The other posts are also interesting and informative. I've already bookmarked your blog.
 
Hi Uncle Rod,

First time that I have read your review on the starblast, I was wondering what is your opinion on the Starblast on the EQ-1 mount. Is it stable enough to enjoy the views? I am really torn on what to buy as my first scope since my budget is very limited. I am choosing between Starblast dob and Starblast Eq (not much difference in price in my country). If I buy the dob version, I would need to buy -at an additional cost, better eyepieces (Expanse is what I want to go for). But the Eq version already has the Expanse eyepieces, but I am afraid that the mount won't be stable enough... Hoping for your opinion. Many thanks in advance and enjoy the rest of your day!

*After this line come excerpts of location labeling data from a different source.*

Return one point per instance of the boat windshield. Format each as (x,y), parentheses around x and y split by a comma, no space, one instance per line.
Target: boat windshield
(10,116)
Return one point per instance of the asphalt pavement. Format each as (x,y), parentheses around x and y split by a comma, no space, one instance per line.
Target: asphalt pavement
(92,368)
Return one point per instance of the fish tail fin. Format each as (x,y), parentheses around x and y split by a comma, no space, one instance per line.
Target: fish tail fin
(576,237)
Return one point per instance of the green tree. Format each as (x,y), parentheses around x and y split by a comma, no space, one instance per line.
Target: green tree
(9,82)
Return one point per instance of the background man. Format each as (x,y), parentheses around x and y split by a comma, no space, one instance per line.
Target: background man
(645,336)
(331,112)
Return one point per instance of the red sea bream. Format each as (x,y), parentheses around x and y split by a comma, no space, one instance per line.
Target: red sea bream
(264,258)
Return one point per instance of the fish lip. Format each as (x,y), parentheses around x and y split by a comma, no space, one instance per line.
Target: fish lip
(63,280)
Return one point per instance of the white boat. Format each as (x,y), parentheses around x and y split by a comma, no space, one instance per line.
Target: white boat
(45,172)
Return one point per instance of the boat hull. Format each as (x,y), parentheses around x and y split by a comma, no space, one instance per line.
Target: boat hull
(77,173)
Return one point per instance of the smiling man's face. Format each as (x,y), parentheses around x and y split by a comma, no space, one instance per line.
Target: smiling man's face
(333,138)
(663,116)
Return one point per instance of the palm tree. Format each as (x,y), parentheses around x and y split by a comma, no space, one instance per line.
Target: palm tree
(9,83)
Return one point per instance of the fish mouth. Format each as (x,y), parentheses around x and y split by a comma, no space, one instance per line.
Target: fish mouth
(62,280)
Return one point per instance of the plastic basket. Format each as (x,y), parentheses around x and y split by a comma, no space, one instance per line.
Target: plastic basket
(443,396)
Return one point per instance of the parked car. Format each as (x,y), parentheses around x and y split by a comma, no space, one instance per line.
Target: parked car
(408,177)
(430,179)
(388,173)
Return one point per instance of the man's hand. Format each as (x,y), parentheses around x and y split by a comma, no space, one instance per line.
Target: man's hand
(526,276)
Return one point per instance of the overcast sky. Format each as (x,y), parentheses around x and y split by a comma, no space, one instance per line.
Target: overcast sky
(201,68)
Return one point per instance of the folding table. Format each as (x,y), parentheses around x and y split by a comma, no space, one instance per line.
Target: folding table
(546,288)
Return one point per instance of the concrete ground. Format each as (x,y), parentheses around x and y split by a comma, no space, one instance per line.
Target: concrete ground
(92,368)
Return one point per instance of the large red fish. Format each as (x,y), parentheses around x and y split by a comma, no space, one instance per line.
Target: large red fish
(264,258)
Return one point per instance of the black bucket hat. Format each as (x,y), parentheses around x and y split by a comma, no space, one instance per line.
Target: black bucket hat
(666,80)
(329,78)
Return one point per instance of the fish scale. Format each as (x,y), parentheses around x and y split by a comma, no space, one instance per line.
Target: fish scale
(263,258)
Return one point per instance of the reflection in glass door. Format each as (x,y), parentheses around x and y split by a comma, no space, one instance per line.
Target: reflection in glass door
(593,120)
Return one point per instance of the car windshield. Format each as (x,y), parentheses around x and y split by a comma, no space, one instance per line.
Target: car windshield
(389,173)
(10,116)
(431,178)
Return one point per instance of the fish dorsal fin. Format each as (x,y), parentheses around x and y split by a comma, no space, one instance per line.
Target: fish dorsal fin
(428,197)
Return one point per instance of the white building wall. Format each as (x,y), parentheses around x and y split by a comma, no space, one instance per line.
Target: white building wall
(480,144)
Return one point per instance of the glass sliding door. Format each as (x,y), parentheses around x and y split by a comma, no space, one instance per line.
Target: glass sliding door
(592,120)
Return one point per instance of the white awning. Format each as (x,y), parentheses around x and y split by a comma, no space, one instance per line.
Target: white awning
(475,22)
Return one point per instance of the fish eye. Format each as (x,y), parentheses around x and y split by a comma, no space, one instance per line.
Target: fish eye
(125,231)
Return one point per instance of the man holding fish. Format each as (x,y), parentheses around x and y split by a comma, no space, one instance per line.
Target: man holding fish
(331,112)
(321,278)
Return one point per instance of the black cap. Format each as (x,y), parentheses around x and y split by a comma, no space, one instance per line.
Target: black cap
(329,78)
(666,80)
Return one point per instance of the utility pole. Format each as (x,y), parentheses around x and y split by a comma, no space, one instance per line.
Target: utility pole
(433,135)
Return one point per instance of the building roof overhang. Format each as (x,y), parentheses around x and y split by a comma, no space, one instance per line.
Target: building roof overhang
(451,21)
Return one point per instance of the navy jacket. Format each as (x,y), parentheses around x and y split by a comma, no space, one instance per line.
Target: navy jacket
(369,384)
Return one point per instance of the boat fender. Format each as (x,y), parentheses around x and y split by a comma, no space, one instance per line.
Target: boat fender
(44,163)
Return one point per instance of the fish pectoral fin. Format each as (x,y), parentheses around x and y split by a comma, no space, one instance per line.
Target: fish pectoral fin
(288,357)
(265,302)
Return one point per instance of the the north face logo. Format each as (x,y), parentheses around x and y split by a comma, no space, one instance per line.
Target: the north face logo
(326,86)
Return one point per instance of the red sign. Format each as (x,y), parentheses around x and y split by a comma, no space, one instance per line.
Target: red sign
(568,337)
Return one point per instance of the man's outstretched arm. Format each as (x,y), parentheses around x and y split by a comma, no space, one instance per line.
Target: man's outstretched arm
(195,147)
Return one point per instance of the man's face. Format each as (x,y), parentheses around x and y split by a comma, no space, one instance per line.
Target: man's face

P.S. Sorry for the bad grammar, English is not my native language :D
 
I prefer the Dob version, but with this light, short focal length scope, the GEM mount should be more than sufficient.
 
Hey Rod,

Just found this review - I've been asked to recommend a scope for my local library to give as a prize in their summer reading program next year - the Starblast 4.5 is right where they want to spend. Do you still use it? How has it held up?